Le vicomte retira, en trois essais, le voile noir qui cachait sa nouvelle acquisition. Le public fit grand bruit. Une dame s’évanouit. Certains enfants, restés au jardin, accoururent pour mesurer la torpeur des adultes. « Abject, monsieur ! » criait-un bourgeois. « Se moquer d’un meurtre ? Qui est donc cette pauvre femme ? Allons-nous-en ! », grinçait un politique. Et les gens prirent congés. On reposait les verres en même temps qu’on reprenait sa morale. D’un coup, le salon se vida. Seule la cheminée animait cet espace de la honte. Le vicomte s’assit sur le canapé, hagard. Une main se posa sur sa cuisse, celle de Sophie. « Vicomte, lui susurra-t-elle, quel gâchis. Qu’allez-vous faire, maintenant ? » Derrière, Jarry lapait son vin. Tallin fit un bond sur le canapé, entre le vicomte et Sophie. « Je ne sais pas vous, mais tout ce mauvais goût m’a donné faim ! Vicomte, si nous mangions ? » Hélas le teint du vicomte était blafard, son regard perdu dans un vide insensé. Alfred rit de bon cœur : « Il vaudrait mieux arrêter le massacre.. Vicomte, voulez-vous qu’on… » Sophie devança son acolyte et prit l’initiative de ranger le capharnaüm. Le quatuor se dirigea dans l’arrière-cuisine. Quand tout à coup, Alfred se mit à montrer son venin. « Ce vieux est perdu. À quoi lui sert tous ces tableaux si moches, si chers, si… inutiles ? » Sophie acquiesça, Jarry continuait de boire. Quant à Tallin, il voulut diviser les émoluments raisonnablement. « Qui prend quoi ? Et surtout quand ? Le gros homme a l’air d’un fantôme, mais il n’a pas perdu la vue ! » Le quatuor décida donc qu’il reviendrait cette nuit, quand le vicomte dormirait d’un sommeil de honte, avant de se retourner sur la rancœur la nuit prochaine. Avant de partir, Jarry prit le double des clés, mis en évidence à l’entrée de la demeure. La soirée terminée, le vicomte enfila son pyjama en soie et s’abîma dans un sommeil de plomb. Le clair de lune luisait. Le quatuor approchait, entra sans un bruit et s’engouffra dans la caverne d’Ali Baba. A la lueur de quelques bougies, ils firent face à la jeune femme se noyant dans son sang. L’œil du mari effraya Sophie. Elle eut dit qu’il la regardait. De son côté, Tallin prit le tableau scandinave dans l’arrière-cuisine. Jarry et Alfred avait trouvé la cave, dans laquelle reposaient pléthore d’œuvres d’art. Jarry prit dans ses mains le tableau de la femme d’Orient, quand Alfred s’empara d’un portrait représentant un homme se tirant le visage jusqu’à l’arracher.

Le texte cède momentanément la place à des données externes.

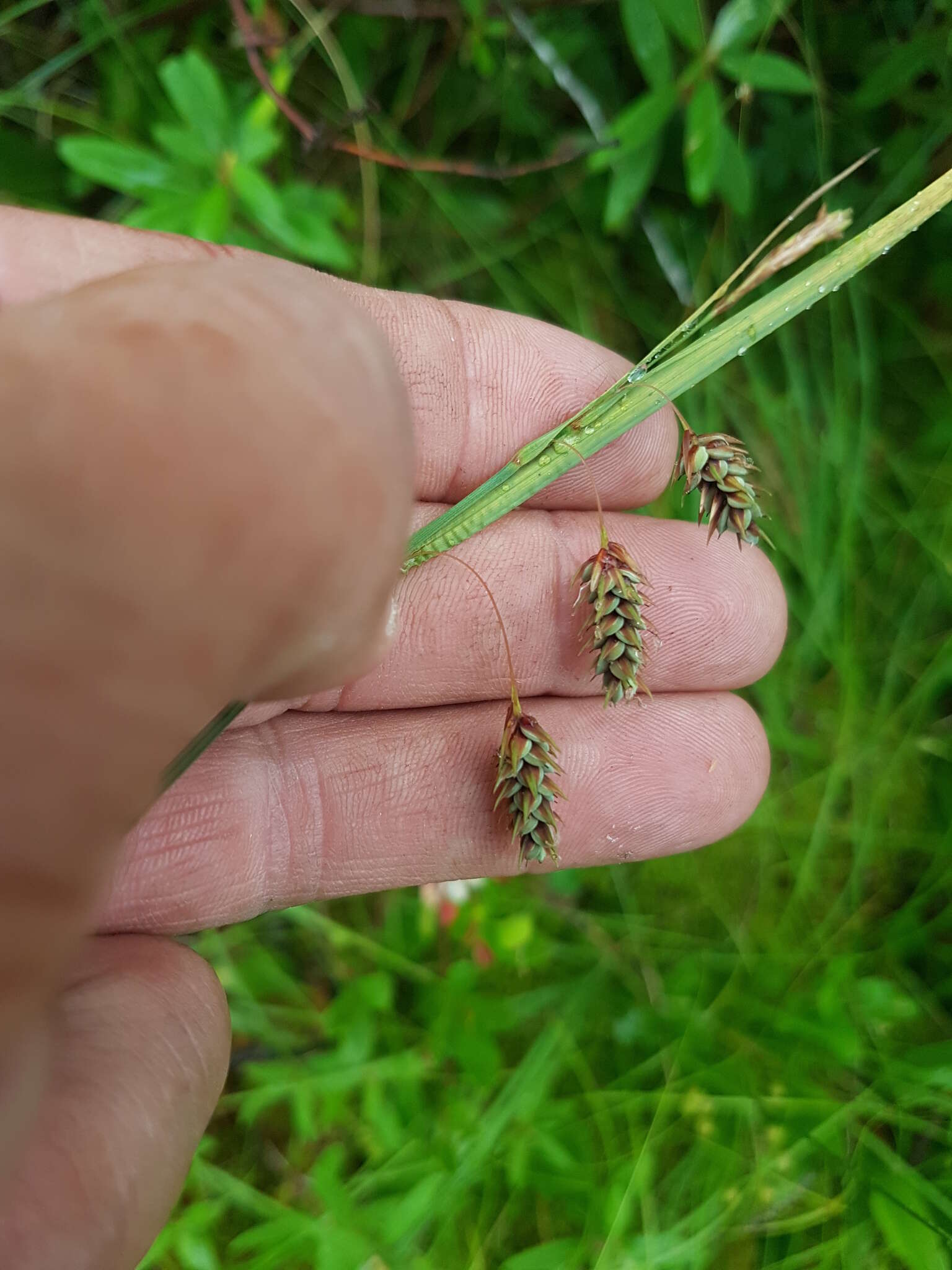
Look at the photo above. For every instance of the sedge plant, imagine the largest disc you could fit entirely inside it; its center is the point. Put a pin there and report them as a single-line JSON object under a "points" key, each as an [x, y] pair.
{"points": [[716, 464]]}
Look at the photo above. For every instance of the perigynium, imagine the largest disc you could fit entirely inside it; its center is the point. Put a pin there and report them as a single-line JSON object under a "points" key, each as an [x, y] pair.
{"points": [[527, 765], [526, 784], [720, 466], [614, 626]]}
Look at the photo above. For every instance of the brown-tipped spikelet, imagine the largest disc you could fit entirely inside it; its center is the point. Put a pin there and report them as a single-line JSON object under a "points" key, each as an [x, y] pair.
{"points": [[720, 465], [614, 625], [526, 785]]}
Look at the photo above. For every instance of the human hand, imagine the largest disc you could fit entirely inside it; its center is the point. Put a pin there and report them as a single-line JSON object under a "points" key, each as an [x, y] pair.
{"points": [[206, 495]]}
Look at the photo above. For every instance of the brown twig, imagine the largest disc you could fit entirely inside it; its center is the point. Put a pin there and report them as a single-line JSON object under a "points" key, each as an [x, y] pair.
{"points": [[462, 168], [249, 38]]}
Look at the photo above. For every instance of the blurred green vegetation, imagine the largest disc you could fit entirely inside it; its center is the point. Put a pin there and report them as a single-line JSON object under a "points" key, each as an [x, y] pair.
{"points": [[739, 1059]]}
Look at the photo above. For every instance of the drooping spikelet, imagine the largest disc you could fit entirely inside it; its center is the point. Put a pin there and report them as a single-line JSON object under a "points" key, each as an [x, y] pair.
{"points": [[614, 625], [524, 783], [720, 465]]}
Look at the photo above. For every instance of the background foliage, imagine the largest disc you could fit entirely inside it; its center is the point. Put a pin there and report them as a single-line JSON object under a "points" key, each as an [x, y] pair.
{"points": [[742, 1059]]}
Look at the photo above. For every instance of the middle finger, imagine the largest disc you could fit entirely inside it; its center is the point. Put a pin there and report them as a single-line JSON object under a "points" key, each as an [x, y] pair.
{"points": [[719, 615]]}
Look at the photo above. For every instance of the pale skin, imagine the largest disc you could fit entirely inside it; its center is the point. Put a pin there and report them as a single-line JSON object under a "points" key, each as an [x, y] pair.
{"points": [[211, 466]]}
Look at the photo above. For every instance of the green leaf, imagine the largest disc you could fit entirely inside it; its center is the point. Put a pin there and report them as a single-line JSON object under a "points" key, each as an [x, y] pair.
{"points": [[897, 1210], [131, 169], [545, 1256], [172, 214], [196, 91], [184, 145], [734, 179], [648, 41], [741, 22], [902, 65], [627, 404], [213, 215], [30, 169], [631, 179], [196, 1251], [257, 140], [311, 211], [293, 218], [638, 123], [702, 138], [683, 20], [767, 71]]}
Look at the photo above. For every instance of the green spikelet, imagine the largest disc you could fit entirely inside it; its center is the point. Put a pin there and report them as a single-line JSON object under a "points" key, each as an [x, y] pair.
{"points": [[720, 465], [524, 784], [614, 626]]}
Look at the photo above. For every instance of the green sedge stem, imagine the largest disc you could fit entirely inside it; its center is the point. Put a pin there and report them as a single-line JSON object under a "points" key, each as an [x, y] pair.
{"points": [[630, 402]]}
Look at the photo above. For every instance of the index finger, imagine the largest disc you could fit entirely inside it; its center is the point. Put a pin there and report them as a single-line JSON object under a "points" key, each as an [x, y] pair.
{"points": [[482, 383]]}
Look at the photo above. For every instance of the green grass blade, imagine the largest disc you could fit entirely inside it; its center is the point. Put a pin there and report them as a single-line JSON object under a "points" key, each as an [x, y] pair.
{"points": [[625, 406]]}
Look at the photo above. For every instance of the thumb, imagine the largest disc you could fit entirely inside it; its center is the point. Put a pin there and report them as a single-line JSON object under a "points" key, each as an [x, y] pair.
{"points": [[205, 494]]}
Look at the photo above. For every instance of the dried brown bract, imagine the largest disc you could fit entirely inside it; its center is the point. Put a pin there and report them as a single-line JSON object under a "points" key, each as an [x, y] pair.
{"points": [[614, 626], [526, 785]]}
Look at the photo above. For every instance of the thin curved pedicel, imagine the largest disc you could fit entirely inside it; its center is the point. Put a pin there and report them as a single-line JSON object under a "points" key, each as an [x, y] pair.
{"points": [[527, 766]]}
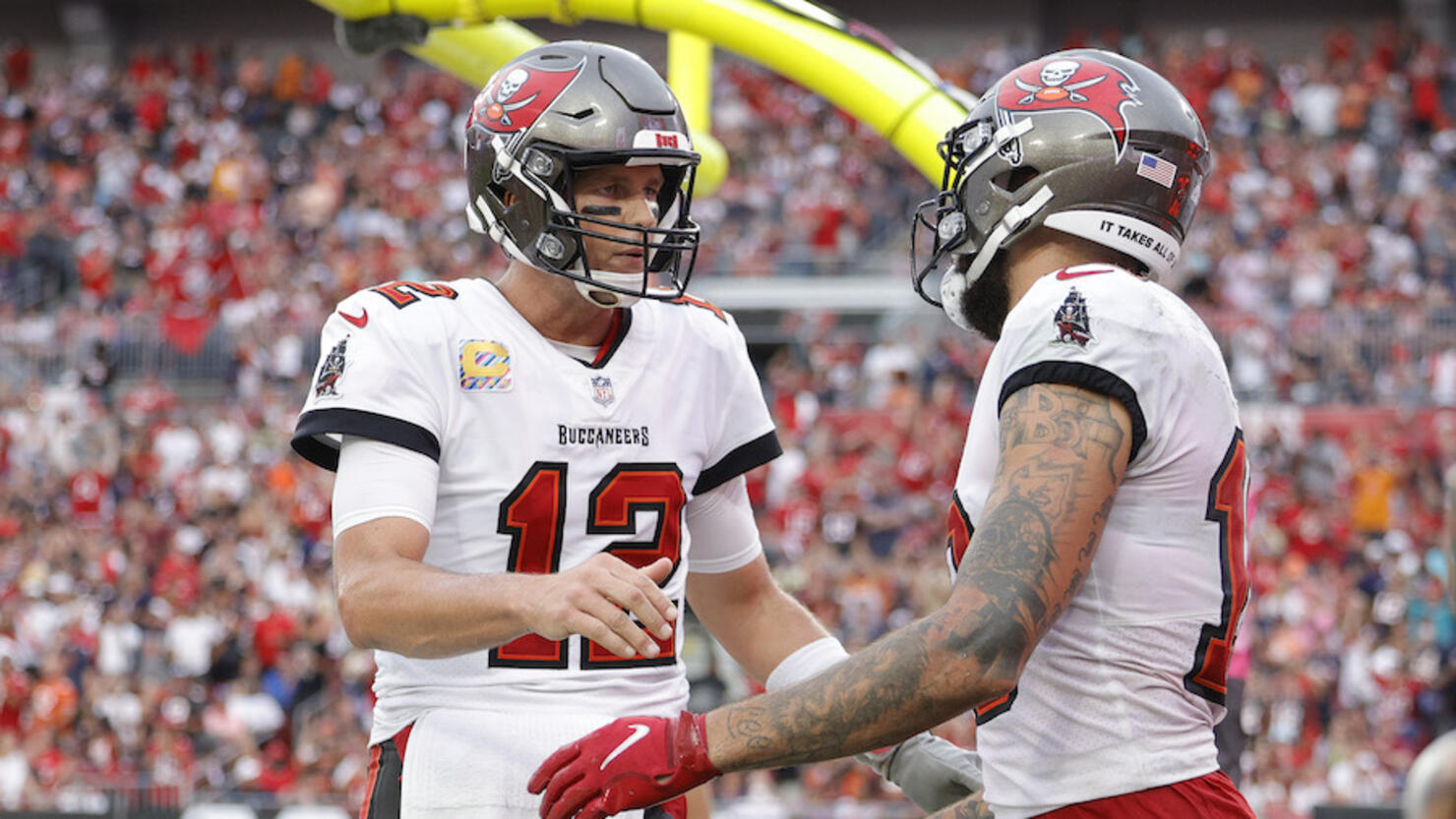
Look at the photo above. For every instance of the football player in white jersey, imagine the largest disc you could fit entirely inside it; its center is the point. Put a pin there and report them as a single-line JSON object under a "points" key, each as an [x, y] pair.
{"points": [[533, 475], [1097, 525]]}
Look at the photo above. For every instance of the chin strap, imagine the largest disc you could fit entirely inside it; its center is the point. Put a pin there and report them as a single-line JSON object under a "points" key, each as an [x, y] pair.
{"points": [[955, 282], [603, 297]]}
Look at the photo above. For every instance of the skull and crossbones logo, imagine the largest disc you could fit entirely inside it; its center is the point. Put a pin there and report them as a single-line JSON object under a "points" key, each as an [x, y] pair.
{"points": [[1055, 87], [501, 106]]}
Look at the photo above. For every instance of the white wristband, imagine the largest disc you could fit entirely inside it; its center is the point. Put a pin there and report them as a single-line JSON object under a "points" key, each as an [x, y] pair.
{"points": [[807, 661]]}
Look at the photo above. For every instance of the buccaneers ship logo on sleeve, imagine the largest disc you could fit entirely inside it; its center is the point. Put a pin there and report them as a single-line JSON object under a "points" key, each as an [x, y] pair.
{"points": [[1072, 322], [1083, 85], [517, 96], [327, 385]]}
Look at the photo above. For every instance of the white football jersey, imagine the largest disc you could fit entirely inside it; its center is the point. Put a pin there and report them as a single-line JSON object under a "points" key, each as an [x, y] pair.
{"points": [[1124, 690], [545, 460]]}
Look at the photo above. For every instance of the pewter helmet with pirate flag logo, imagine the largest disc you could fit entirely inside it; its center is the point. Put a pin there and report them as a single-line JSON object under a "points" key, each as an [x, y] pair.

« C’est le Roi qui va être content ! dit fièrement Jarry. Un peu plus de vin et de femmes… » Ils remontèrent, mais ne virent ni Sophie ni Tallin. La maison était silencieuse. On entendait à peine la brise d’air. Ils prirent la fuite. Le lendemain, le quatuor était devenu duo. Alfred et Jarry se racontèrent que les deux autres avaient été trop gourmands. La chose est qu’on ne vit plus le vicomte. Le duo écuma les estaminets, les troquets, les cafés, les marchands de journaux. La brume prenait de l’épaisseur. Alfred et Jarry toquèrent chez le vicomte. La porte était entrouverte, les malfrats pénétrèrent une pénombre de laquelle jaillissait un faisceau de lumière. Lequel faisait briller le tableau du Néerlandais. Le duo observa le rouge scintillait comme un million de diamants. Alfred s’approcha, et vit de son œil de rapace une physionomie qui lui était familière. « Nom de dieu ! C’est Sophie !  chuchota-t-il autant qu’il le pût. » Plus loin, Jarry, subjugué comme après avoir vu la mort défiler sous ses yeux, fit la même remarque pour Tallin. « Je suis persuadé qu’il s’agissait d’une femme venue d’Orient ! Ce sont… ce sont les yeux de Tallin, ce sont ses traits… Alfred, sommes-nous devenus fous ? » Derrière le foulard crispé, on reconnut un moudjahidin aux yeux bleus. Sophie et Tallin étaient enfermés. Dans un dernier effroi, le duo fut surpris par le vicomte. Une bougie à la main, il descendit somptueusement les escaliers. « Messieurs, ma foi, la fête continue. Comment trouvez-vous mes derniers tableaux ? Une nouvelle acquisition ! Voulez-vous vivre mes tableaux, hein ? » La porte d’entrée claqua. La brise légère d’autrefois devint tempête. Il plut abondamment. « Qu’avez-vous fait, vieux bonhomme ? jeta le duo à la figure impassible du vicomte ». La discussion n’eut raison de rien ici. Alfred et Jarry étaient deux rats dans le laboratoire fantasmagorique du vicomte.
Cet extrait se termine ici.